J Neurol Surg B Skull Base 2012; 73 - A087
DOI: 10.1055/s-0032-1312135

Does Pretreatment Growth Rate of Vestibular Schwannomas Predict Response to Radiosurgery and Adverse Radiation Effects?

Soroush Larjani 1, Houman Pebdani 1, Caroline Hayhurst 1, Michael Cusimano 1, Fred Gentili 1 Gelareh Zadeh 1(presenter)
  • 1Toronto, Canada

Introduction: Stereotactic radiosurgery (SRS) is a well-established treatment option for vestibular schwannomas (VSs). An important clinical question is whether pretreatment tumor growth rate (TGR) predicts pattern of growth response to SRS and is a determinant of adverse radiation effects (AREs).

Methodology: A retrospective review of a prospectively maintained database of all VS patients treated at our institution between December 2005 and 2011 using Model 4C Gamma Knife Unit was carried out. All AREs were recorded. Patients with clinical and radiological follow-up at least 12 months before and after SRS were selected. Tumor volume was determined from T1-weighted and FIESTA MRI scans obtained at 6-month intervals (pre- and post-SRS) using the ITK-SNAP software. Linear regression and multivariate analyses were performed with SPSS version 19.0.

Results: Mean growth rate pre-SRS was +94.6%/year, and post-SRS was −10.8%/year. We classified tumors into three categories based on volumetric growth rate: class I (<52%), class II (52%–73%), and class III (>73%). We did not find a direct correlation between pre- and post-treatment TGR (P > 0.40).
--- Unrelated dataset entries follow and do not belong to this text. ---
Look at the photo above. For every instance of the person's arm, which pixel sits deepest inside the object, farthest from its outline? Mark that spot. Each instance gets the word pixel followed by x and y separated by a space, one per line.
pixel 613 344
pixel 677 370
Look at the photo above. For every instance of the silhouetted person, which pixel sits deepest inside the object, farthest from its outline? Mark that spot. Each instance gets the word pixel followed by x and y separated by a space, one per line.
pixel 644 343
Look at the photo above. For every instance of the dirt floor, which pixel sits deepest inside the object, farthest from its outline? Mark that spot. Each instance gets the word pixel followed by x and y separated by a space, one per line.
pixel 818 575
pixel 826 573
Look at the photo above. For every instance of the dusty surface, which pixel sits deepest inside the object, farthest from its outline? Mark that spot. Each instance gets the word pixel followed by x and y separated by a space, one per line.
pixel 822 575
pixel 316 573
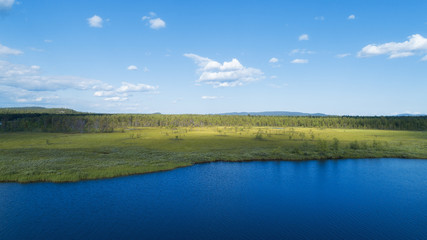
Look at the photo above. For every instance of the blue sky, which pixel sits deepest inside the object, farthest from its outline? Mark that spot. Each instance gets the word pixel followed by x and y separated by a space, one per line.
pixel 335 57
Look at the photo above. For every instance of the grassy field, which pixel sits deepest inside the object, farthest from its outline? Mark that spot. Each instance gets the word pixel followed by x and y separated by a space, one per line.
pixel 57 157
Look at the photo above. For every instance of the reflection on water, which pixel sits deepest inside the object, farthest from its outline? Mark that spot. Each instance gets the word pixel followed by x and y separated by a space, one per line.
pixel 333 199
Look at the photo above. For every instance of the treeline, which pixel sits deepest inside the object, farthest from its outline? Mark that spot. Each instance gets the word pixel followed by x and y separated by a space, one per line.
pixel 27 110
pixel 114 122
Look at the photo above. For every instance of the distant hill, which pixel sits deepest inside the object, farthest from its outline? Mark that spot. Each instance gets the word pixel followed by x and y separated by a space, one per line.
pixel 410 115
pixel 20 110
pixel 275 113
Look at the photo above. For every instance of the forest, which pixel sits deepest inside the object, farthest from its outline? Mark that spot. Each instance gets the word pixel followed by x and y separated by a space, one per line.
pixel 103 123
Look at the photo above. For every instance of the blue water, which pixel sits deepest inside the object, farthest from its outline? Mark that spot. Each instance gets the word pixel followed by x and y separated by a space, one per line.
pixel 334 199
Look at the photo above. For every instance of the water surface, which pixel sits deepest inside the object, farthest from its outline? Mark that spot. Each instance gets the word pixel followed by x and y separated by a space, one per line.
pixel 334 199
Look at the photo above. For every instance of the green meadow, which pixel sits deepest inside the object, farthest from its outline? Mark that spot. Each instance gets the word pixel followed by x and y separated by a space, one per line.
pixel 63 157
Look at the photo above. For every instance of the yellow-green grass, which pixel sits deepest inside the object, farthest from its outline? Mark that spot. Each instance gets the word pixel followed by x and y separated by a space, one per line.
pixel 57 157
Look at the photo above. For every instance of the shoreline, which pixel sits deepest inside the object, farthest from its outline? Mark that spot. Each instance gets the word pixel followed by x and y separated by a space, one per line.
pixel 203 162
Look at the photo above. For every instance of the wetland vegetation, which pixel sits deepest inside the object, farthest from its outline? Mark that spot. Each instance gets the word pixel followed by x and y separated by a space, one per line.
pixel 64 147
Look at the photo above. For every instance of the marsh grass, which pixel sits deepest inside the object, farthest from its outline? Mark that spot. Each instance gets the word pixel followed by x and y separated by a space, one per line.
pixel 56 157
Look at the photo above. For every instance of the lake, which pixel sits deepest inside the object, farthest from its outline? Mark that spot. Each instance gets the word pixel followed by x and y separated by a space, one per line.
pixel 333 199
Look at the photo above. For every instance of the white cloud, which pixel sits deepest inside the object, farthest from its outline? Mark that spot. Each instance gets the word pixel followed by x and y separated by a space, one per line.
pixel 129 87
pixel 298 60
pixel 272 85
pixel 210 97
pixel 103 93
pixel 228 74
pixel 303 37
pixel 30 78
pixel 273 60
pixel 132 68
pixel 155 23
pixel 95 21
pixel 9 51
pixel 116 99
pixel 343 55
pixel 36 99
pixel 416 44
pixel 301 51
pixel 121 93
pixel 36 49
pixel 6 4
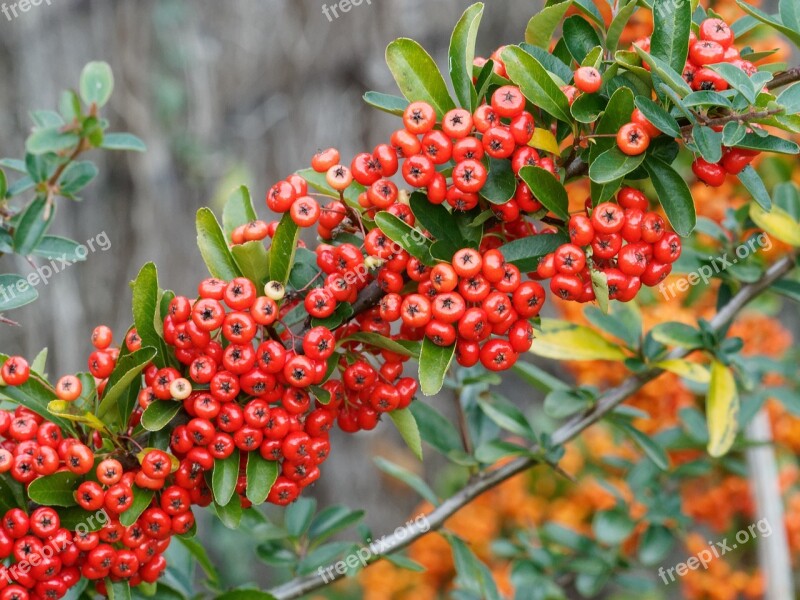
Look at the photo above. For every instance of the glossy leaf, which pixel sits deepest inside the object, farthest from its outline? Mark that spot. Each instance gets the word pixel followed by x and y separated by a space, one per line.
pixel 434 361
pixel 282 251
pixel 407 426
pixel 547 189
pixel 261 475
pixel 417 75
pixel 673 194
pixel 534 82
pixel 214 247
pixel 462 54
A significant correlation was found between pretreatment TGR and the extent of reduction in TGR post-SRS (P > 0.001). Thirty-three percent of VS patients treated with GKRS experienced non-auditory ARE. Pretreatment growth rate did not correlate with the occurrence of any AREs. Post-treatment TGR was a predictor of facial nerve dysfunction.
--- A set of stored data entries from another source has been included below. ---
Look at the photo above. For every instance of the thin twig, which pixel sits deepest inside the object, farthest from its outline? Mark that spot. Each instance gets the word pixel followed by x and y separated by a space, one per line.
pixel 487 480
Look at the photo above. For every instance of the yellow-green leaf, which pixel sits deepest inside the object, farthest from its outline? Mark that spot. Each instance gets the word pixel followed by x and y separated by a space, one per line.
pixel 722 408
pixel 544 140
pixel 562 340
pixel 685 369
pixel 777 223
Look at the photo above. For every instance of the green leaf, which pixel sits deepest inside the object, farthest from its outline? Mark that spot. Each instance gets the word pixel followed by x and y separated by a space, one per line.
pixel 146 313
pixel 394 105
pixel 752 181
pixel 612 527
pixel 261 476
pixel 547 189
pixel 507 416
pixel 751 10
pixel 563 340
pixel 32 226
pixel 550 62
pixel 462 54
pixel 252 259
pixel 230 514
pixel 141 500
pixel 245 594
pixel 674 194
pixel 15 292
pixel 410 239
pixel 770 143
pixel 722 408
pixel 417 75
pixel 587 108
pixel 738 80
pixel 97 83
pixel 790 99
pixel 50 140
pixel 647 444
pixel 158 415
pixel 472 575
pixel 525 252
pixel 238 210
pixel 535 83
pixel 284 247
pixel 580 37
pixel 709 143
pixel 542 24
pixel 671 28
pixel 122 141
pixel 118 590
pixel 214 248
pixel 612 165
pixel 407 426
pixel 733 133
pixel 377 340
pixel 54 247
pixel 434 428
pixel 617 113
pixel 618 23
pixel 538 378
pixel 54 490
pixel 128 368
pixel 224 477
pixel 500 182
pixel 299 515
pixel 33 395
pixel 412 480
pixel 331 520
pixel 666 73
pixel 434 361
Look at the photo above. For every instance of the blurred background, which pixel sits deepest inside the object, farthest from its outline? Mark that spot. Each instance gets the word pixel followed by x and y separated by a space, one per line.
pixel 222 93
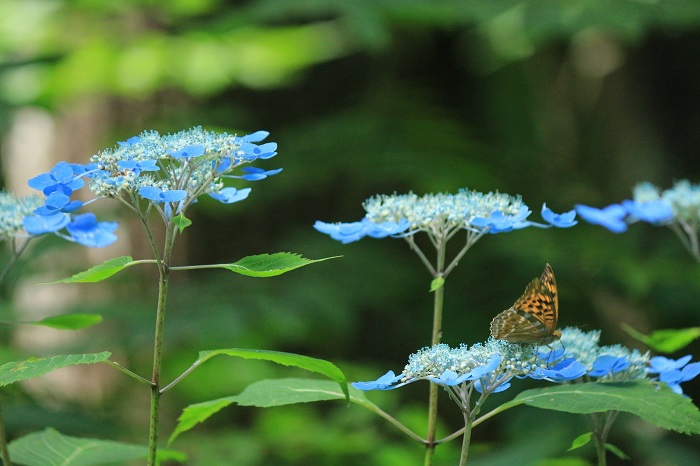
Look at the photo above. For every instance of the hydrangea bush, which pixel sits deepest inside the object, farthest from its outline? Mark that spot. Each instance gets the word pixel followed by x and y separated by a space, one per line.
pixel 159 178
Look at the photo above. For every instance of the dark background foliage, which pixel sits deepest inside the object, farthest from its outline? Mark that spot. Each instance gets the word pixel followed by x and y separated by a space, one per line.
pixel 560 102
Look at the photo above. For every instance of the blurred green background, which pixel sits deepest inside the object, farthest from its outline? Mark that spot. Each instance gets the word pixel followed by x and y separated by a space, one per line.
pixel 561 102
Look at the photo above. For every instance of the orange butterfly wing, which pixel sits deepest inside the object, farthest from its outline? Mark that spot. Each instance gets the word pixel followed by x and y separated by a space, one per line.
pixel 533 317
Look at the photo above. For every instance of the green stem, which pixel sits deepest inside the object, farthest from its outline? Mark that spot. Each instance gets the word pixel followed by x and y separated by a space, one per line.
pixel 4 453
pixel 599 436
pixel 466 439
pixel 163 280
pixel 16 252
pixel 436 337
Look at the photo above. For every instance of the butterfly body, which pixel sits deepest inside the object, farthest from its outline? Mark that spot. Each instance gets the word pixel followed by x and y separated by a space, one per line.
pixel 533 317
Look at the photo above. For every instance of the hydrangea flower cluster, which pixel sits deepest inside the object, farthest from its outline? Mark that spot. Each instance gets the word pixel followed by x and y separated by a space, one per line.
pixel 13 210
pixel 442 215
pixel 679 204
pixel 169 172
pixel 491 366
pixel 614 363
Conclusion: Tumors with greatest pretreatment growth rate had the most favorable response to SRS. TGR pre-SRS did not predict ARE, though target volume predicted facial nerve dysfunction. Response patterns to SRS can be categorized into three classes. These results demonstrate that there are clearly different subtypes of VSs that need further molecular profiling and correlative molecular imaging to be able to guide treatment decision. The present results will aid in patient counseling and decision making for best management options and expected outcomes following SRS for VS.